Scarce soybeans stay in CBOT spotlight

August 31, 2009

rainbow1It’s crunch time for soybeans — if only processors could find any to crunch.
The protein-rich bean, in huge demand around the world for foods from edible oil and tofu to feedstocks for both animals and biodiesel plants, is in the grip of a supply scare.
The United States, the single-largest grower and exporter of soy, is forecast to produce a record-large crop of 3.2 billion bushels this year. Harvest starts in the Midwest grain belt in a few weeks.
So why did Chicago Board of Trade soybeans of September delivery reached a two-week high of $11.64-3/4 a bushel on Friday? Because while supply will be big, demand — nervous demand — will be bigger, at least for a while.
“If soybeans are ever going to be tight, it’s right now — it’s this week, it’s next week, into the new crop,” said Dan Cekander, a grain market analyst at brokerage Newedge USA. 
The U.S. soybean marketing year ends on Aug. 31, with the opening of the traditional harvest month of September. On that date, U.S. soybean stocks-on-hand are expected to have fallen to a 32-year low — with more declines seen before harvest can replenish supplies for processors and exporters.
“The other problem you have exacerbating the situation is the new-crop maturity is delayed, so the harvest is going to be delayed. So it’s not like you can all of a sudden turn on a lot of new-crop supplies — just because the old-crop marketing year ended,” Cekander told Reuters TV on Friday.
Active soy harvest in the central Midwest — Illinois and Iowa alone produce a third of all U.S. soybeans — is not expected until the third or fourth week in September.
So U.S. cash soybean prices soared last week as exporters and processors kept battling over dwindling old-crop supplies.

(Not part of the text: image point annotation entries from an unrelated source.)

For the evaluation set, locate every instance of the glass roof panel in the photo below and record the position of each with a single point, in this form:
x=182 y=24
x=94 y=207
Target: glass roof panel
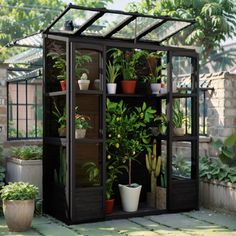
x=77 y=16
x=165 y=30
x=105 y=24
x=141 y=24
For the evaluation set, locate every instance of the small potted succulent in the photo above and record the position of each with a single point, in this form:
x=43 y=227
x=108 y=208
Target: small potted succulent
x=84 y=82
x=112 y=73
x=18 y=205
x=60 y=64
x=81 y=124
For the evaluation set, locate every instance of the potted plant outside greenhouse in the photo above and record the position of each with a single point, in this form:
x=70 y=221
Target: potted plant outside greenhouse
x=25 y=164
x=18 y=205
x=128 y=136
x=112 y=73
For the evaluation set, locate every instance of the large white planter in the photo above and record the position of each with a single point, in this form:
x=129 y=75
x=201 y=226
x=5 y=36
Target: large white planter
x=156 y=88
x=25 y=170
x=111 y=88
x=18 y=214
x=216 y=194
x=129 y=197
x=83 y=84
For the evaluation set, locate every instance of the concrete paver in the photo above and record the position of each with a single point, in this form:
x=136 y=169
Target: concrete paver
x=195 y=223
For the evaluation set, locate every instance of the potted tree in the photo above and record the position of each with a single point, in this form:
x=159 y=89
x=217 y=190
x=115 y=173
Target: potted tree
x=178 y=119
x=81 y=72
x=25 y=164
x=81 y=124
x=127 y=61
x=18 y=205
x=153 y=164
x=112 y=73
x=128 y=136
x=60 y=64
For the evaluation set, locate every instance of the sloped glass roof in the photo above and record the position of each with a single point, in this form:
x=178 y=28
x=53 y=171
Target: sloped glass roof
x=103 y=23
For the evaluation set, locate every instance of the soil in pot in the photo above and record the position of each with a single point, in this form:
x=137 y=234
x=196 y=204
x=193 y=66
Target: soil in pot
x=128 y=86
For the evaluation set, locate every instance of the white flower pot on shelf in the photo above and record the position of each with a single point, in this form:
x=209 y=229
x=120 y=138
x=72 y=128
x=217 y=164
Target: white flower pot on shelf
x=130 y=197
x=111 y=88
x=83 y=84
x=155 y=87
x=80 y=133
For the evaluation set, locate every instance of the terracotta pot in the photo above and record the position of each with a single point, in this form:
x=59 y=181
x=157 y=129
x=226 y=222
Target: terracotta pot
x=109 y=204
x=128 y=86
x=18 y=214
x=63 y=85
x=80 y=133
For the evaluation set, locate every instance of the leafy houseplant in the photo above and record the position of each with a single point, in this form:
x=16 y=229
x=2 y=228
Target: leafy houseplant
x=60 y=64
x=128 y=136
x=127 y=61
x=18 y=205
x=81 y=124
x=112 y=73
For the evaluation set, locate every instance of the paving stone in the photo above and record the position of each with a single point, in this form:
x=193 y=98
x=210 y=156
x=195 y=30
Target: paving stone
x=222 y=219
x=157 y=228
x=54 y=229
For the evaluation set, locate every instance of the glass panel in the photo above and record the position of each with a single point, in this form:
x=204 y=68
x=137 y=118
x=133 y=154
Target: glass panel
x=87 y=165
x=88 y=64
x=166 y=29
x=12 y=93
x=89 y=107
x=182 y=116
x=181 y=74
x=22 y=92
x=139 y=25
x=72 y=20
x=181 y=160
x=105 y=24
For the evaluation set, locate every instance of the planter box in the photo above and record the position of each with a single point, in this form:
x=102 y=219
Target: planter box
x=25 y=170
x=216 y=194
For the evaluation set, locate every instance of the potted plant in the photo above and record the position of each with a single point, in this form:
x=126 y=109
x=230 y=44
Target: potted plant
x=128 y=136
x=178 y=119
x=127 y=61
x=61 y=120
x=81 y=124
x=84 y=82
x=81 y=72
x=25 y=164
x=18 y=205
x=153 y=164
x=112 y=73
x=60 y=64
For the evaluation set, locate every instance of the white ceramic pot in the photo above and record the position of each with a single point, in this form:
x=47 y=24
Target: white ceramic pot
x=18 y=214
x=129 y=197
x=111 y=88
x=155 y=87
x=80 y=133
x=83 y=84
x=179 y=131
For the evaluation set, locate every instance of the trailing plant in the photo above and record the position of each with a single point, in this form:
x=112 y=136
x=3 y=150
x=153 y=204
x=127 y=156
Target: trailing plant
x=226 y=149
x=128 y=131
x=153 y=164
x=59 y=63
x=19 y=191
x=80 y=60
x=112 y=72
x=81 y=121
x=27 y=152
x=214 y=169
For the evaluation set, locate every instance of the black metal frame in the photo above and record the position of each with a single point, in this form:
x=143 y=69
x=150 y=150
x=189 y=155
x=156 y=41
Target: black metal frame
x=103 y=43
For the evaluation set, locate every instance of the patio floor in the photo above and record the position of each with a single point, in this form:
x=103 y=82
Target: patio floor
x=203 y=222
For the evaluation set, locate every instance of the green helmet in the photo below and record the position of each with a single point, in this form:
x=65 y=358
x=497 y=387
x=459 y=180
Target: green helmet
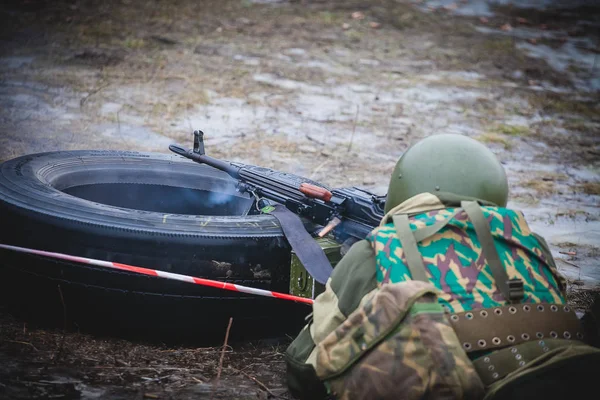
x=448 y=163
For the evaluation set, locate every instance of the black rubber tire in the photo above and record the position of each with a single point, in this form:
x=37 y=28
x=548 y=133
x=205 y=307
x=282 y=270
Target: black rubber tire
x=37 y=212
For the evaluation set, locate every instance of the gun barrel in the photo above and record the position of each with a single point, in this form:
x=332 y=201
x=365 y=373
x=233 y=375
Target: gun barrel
x=224 y=166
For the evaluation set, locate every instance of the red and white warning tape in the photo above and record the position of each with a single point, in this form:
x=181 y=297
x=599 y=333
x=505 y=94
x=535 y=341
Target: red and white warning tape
x=161 y=274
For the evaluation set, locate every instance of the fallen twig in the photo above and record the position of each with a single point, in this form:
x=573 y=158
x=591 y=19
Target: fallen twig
x=221 y=359
x=259 y=383
x=569 y=253
x=312 y=139
x=56 y=358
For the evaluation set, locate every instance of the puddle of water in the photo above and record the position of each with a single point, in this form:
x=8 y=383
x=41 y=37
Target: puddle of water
x=484 y=8
x=15 y=62
x=140 y=135
x=570 y=55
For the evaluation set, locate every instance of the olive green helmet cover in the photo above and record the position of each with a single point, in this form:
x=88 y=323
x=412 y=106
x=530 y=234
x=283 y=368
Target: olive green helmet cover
x=448 y=163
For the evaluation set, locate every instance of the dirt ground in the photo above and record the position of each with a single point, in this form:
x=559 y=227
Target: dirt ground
x=332 y=90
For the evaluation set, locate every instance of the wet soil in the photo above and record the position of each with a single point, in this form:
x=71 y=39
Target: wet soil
x=332 y=90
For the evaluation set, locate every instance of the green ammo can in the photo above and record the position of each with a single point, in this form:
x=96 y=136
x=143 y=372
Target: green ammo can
x=301 y=283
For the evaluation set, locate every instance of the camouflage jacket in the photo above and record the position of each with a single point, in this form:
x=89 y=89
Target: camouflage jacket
x=453 y=263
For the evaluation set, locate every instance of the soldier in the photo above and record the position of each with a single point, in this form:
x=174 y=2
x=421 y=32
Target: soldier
x=451 y=296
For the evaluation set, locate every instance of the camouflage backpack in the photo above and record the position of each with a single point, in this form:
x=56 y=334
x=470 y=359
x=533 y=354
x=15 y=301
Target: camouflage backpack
x=397 y=344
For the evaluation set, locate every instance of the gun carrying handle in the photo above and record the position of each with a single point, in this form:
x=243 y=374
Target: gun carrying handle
x=315 y=192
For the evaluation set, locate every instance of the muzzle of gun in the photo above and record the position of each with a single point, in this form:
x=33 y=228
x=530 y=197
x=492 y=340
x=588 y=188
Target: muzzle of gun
x=199 y=142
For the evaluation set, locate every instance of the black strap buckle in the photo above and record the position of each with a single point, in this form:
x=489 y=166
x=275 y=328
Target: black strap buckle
x=515 y=290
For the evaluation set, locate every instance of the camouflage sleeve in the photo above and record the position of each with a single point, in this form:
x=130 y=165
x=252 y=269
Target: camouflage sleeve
x=352 y=278
x=562 y=282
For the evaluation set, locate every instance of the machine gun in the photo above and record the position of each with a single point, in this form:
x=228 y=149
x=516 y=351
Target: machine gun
x=351 y=213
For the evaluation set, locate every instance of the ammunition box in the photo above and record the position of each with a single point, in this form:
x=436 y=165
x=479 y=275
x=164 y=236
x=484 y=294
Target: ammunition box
x=301 y=283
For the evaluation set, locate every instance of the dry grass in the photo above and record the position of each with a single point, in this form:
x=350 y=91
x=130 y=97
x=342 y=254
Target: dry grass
x=591 y=188
x=495 y=138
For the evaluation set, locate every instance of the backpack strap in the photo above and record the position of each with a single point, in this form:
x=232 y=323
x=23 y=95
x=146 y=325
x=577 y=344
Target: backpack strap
x=414 y=261
x=512 y=289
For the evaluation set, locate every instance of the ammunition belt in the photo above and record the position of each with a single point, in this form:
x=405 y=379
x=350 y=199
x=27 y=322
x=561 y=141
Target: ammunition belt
x=516 y=334
x=498 y=364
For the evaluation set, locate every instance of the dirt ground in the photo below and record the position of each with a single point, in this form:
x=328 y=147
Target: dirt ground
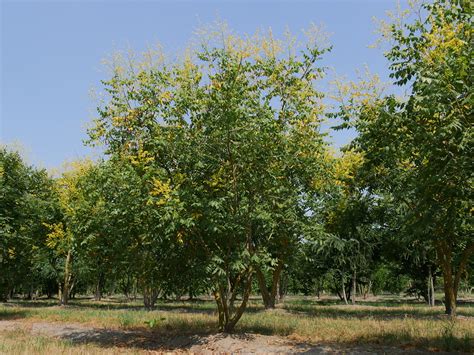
x=210 y=344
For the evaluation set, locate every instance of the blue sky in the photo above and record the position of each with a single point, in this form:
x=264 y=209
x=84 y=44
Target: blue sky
x=51 y=54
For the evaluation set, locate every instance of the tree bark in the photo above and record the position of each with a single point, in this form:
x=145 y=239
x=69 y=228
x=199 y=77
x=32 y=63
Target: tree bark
x=431 y=299
x=229 y=315
x=64 y=293
x=269 y=297
x=344 y=297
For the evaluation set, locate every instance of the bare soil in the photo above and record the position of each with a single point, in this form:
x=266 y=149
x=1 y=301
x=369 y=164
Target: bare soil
x=210 y=344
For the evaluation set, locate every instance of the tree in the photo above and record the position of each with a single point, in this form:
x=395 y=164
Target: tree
x=229 y=139
x=420 y=150
x=27 y=200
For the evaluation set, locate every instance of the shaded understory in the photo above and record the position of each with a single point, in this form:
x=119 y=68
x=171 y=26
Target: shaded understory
x=306 y=324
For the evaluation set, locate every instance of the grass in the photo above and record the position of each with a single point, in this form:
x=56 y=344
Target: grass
x=391 y=322
x=21 y=342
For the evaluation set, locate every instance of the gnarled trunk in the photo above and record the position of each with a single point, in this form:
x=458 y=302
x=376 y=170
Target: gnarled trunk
x=225 y=297
x=64 y=288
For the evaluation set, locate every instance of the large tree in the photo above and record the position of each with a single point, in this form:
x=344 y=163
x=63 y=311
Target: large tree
x=229 y=139
x=420 y=149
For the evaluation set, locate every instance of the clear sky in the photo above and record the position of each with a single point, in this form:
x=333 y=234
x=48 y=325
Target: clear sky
x=51 y=54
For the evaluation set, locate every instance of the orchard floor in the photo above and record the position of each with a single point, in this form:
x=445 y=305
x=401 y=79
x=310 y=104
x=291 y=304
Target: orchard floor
x=299 y=325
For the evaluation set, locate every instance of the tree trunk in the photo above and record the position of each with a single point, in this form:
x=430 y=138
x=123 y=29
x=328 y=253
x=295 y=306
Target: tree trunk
x=344 y=297
x=225 y=297
x=354 y=286
x=431 y=300
x=269 y=296
x=98 y=287
x=150 y=295
x=64 y=293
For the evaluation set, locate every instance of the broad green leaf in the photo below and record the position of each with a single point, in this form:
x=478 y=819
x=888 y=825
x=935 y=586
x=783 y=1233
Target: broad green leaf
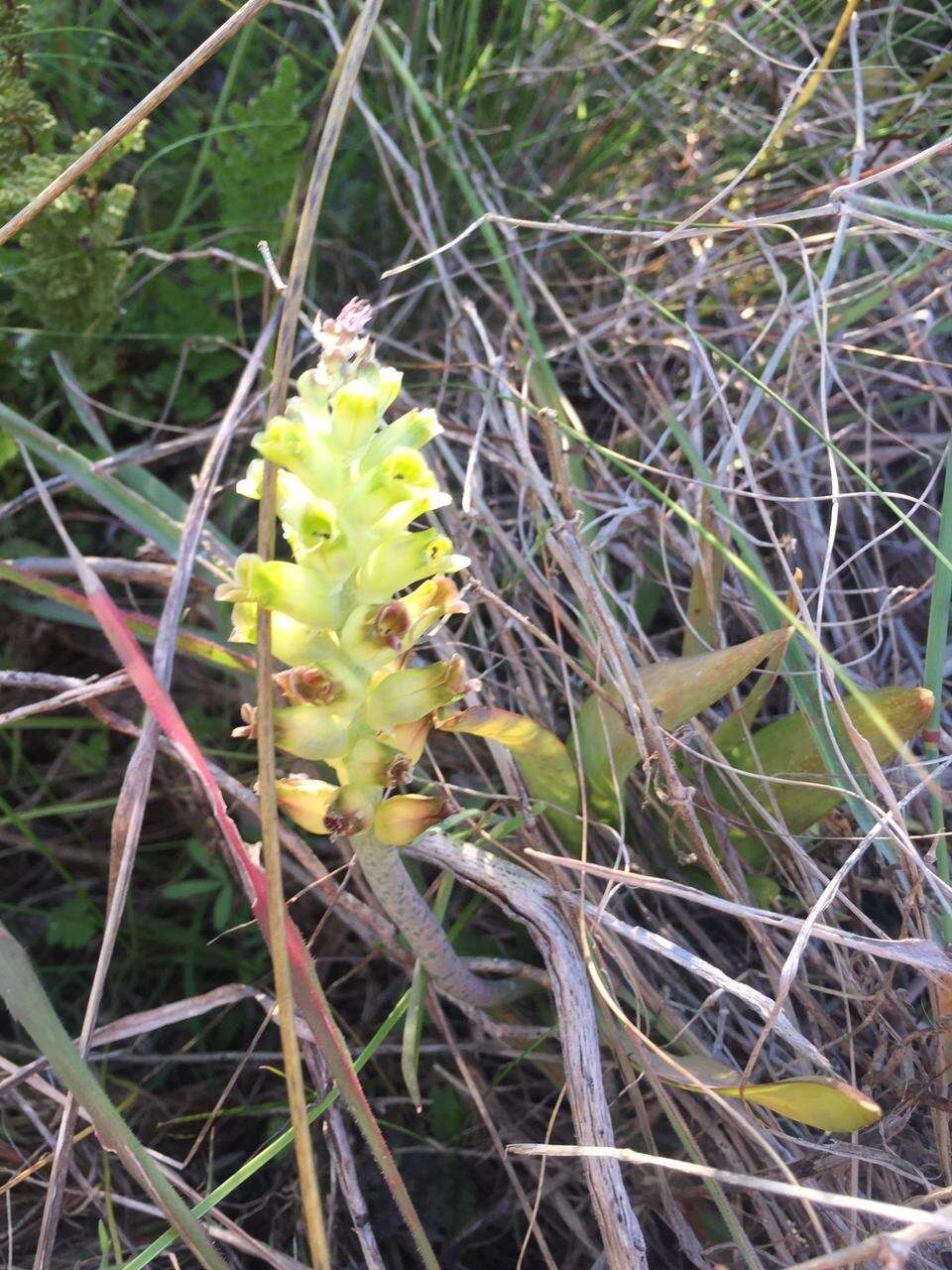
x=540 y=757
x=188 y=642
x=819 y=1101
x=785 y=748
x=137 y=509
x=678 y=690
x=31 y=1007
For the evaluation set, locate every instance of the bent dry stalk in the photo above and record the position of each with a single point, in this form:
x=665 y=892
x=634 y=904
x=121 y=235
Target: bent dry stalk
x=349 y=486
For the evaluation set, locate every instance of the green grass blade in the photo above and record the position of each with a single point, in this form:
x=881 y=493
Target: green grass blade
x=31 y=1007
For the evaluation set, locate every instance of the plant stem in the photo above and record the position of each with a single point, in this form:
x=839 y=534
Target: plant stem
x=936 y=647
x=394 y=887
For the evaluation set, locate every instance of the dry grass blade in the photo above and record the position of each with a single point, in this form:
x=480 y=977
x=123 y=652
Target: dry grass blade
x=141 y=111
x=28 y=1003
x=307 y=991
x=131 y=807
x=531 y=903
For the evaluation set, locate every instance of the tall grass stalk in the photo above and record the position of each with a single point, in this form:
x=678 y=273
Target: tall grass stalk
x=936 y=651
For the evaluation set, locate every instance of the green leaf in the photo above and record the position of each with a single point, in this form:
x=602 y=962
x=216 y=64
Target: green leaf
x=221 y=910
x=542 y=758
x=73 y=925
x=785 y=749
x=189 y=889
x=678 y=690
x=447 y=1114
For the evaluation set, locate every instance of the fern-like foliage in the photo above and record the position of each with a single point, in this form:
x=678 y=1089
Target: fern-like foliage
x=258 y=154
x=24 y=119
x=64 y=270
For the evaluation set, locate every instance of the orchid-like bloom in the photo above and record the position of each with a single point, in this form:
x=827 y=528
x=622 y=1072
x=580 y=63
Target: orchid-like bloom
x=365 y=583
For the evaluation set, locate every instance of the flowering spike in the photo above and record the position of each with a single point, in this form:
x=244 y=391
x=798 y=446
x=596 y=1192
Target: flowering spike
x=405 y=817
x=405 y=697
x=365 y=585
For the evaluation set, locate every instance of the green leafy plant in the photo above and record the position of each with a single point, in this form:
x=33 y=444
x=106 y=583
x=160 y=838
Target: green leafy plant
x=347 y=615
x=258 y=153
x=66 y=268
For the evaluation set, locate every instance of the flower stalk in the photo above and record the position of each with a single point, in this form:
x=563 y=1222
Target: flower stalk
x=347 y=612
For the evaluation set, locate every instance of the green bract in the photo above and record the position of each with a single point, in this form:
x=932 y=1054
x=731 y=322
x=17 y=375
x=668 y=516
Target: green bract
x=362 y=588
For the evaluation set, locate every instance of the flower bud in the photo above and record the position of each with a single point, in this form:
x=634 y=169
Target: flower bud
x=312 y=404
x=350 y=813
x=306 y=802
x=289 y=588
x=409 y=738
x=289 y=444
x=411 y=431
x=405 y=817
x=411 y=558
x=402 y=477
x=307 y=685
x=293 y=643
x=429 y=603
x=359 y=405
x=311 y=731
x=371 y=762
x=405 y=697
x=372 y=635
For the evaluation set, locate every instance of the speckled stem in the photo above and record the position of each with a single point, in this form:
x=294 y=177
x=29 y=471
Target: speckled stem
x=394 y=887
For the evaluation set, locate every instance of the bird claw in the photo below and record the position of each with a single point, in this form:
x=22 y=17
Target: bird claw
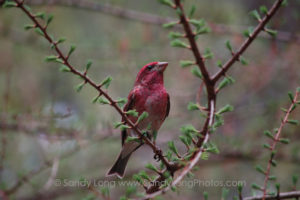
x=157 y=154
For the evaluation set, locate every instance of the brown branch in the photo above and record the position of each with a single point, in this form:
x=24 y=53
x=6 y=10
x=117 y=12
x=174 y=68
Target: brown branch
x=194 y=48
x=148 y=18
x=260 y=27
x=283 y=195
x=276 y=140
x=155 y=190
x=87 y=80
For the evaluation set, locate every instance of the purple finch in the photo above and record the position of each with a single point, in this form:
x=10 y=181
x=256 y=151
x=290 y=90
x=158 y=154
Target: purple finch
x=148 y=95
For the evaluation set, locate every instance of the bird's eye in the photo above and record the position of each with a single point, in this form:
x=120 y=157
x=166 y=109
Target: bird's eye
x=149 y=67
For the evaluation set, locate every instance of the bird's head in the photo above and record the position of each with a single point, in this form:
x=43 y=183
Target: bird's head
x=152 y=73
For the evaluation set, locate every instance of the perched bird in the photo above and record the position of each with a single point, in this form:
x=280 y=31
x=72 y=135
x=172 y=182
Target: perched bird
x=150 y=95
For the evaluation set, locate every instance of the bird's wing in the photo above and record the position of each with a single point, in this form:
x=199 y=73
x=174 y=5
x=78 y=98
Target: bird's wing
x=128 y=106
x=168 y=106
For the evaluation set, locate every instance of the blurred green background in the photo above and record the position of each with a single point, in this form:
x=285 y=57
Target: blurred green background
x=45 y=121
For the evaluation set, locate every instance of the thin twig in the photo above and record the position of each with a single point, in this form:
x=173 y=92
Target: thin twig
x=275 y=141
x=94 y=85
x=148 y=18
x=283 y=195
x=260 y=27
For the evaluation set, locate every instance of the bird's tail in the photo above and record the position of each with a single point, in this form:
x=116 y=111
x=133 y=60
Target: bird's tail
x=119 y=167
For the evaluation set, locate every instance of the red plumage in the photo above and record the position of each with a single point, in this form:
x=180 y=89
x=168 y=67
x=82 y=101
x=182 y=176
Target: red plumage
x=150 y=95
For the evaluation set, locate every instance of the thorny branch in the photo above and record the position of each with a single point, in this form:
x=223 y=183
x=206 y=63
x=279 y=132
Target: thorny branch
x=260 y=27
x=283 y=195
x=151 y=18
x=276 y=140
x=84 y=76
x=209 y=83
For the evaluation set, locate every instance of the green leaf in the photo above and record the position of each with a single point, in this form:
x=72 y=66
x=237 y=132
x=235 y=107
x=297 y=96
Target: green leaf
x=123 y=127
x=240 y=187
x=212 y=148
x=284 y=3
x=204 y=155
x=64 y=68
x=174 y=35
x=172 y=147
x=132 y=139
x=133 y=113
x=138 y=178
x=123 y=198
x=260 y=169
x=72 y=49
x=178 y=11
x=105 y=191
x=29 y=26
x=103 y=101
x=255 y=186
x=196 y=71
x=219 y=64
x=40 y=15
x=263 y=9
x=95 y=99
x=184 y=140
x=192 y=11
x=151 y=167
x=225 y=82
x=169 y=25
x=79 y=87
x=188 y=129
x=39 y=31
x=293 y=121
x=88 y=65
x=273 y=163
x=144 y=175
x=228 y=45
x=121 y=101
x=49 y=20
x=243 y=60
x=227 y=108
x=166 y=2
x=9 y=4
x=225 y=193
x=193 y=106
x=179 y=43
x=271 y=32
x=131 y=189
x=118 y=124
x=203 y=30
x=291 y=96
x=186 y=63
x=143 y=116
x=255 y=15
x=295 y=180
x=208 y=54
x=248 y=32
x=51 y=58
x=284 y=140
x=268 y=134
x=106 y=82
x=205 y=195
x=197 y=23
x=267 y=146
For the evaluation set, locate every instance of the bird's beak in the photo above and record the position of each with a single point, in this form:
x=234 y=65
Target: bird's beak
x=162 y=66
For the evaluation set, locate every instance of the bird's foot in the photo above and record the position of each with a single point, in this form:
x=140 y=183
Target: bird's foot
x=157 y=154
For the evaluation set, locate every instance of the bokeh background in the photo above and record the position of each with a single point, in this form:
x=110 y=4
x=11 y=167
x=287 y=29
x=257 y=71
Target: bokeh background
x=50 y=131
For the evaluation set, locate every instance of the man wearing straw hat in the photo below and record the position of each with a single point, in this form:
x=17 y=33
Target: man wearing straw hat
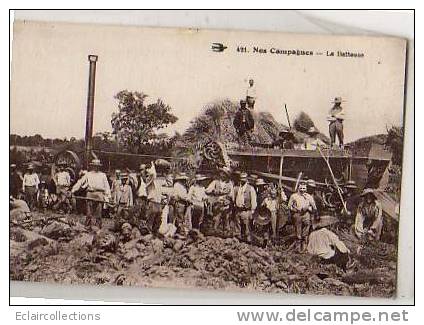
x=180 y=200
x=336 y=118
x=62 y=180
x=197 y=198
x=221 y=196
x=98 y=192
x=301 y=205
x=15 y=181
x=30 y=184
x=369 y=217
x=245 y=206
x=251 y=94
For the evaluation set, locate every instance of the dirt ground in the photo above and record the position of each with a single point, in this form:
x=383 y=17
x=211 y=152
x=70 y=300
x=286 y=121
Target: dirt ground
x=58 y=248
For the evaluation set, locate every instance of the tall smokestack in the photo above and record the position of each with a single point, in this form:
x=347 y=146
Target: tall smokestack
x=90 y=107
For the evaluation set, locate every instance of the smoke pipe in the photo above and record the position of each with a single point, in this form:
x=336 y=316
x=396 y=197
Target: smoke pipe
x=90 y=107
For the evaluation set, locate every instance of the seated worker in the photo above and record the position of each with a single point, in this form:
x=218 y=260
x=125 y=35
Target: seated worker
x=369 y=216
x=327 y=245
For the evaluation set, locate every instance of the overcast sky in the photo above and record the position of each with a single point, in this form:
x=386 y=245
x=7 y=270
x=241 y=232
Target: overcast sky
x=50 y=75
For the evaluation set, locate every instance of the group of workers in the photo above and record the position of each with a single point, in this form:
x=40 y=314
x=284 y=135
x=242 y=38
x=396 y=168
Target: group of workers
x=228 y=203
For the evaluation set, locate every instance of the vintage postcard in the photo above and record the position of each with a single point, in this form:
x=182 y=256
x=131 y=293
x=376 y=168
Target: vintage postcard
x=212 y=159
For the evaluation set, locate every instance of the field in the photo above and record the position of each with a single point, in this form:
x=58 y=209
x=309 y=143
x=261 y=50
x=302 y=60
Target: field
x=58 y=248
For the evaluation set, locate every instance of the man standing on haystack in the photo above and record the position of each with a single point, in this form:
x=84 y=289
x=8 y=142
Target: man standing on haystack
x=336 y=117
x=251 y=94
x=243 y=122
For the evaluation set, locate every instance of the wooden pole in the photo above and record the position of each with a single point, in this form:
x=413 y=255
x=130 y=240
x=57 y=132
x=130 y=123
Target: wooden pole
x=339 y=191
x=281 y=171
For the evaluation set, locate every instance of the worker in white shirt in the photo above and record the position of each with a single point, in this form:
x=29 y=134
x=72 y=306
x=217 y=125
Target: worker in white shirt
x=154 y=197
x=30 y=184
x=302 y=205
x=272 y=204
x=336 y=118
x=245 y=206
x=98 y=192
x=62 y=180
x=221 y=197
x=180 y=202
x=251 y=94
x=197 y=198
x=327 y=245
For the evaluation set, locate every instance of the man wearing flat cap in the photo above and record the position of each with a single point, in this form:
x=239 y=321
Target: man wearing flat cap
x=98 y=190
x=336 y=118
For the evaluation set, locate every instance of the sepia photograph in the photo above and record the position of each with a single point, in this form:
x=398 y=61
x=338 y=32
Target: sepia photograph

Exporters at New Orleans were bidding as much as $2.10 per bushel over CBOT November futures prices to draw in soybeans on Friday, up from a premium of $1.35 over a week earlier.
Processors tried to compete but many continued to be forced to take extended “down time” for lack of bean supplies to crush into soybean meal, a popular high-protein livestock feed, and oil. Some Midwest brokers were quoting prices of up to $100 per ton above CBOT September futures for loaded railcars.
“What that tells you is that there are end users right now paying prices as high as they paid at the very height of the bull market a year ago in 2008″ for soymeal, Cekander said. 
Driving the strength in prices continues to be China’s torrid buying. But a drop in temperatures this week in the Midwest also sent a shiver through traders fearing an early frost that might cut yields in soybeans.
CBOT prices fell on Monday amid outlooks for milder U.S. crop weather through the middle of September. Also weighing on prices were worries that China may unilaterally terminate derivative contracts with some foreign banks that provide over-the-counter commodity hedgers services.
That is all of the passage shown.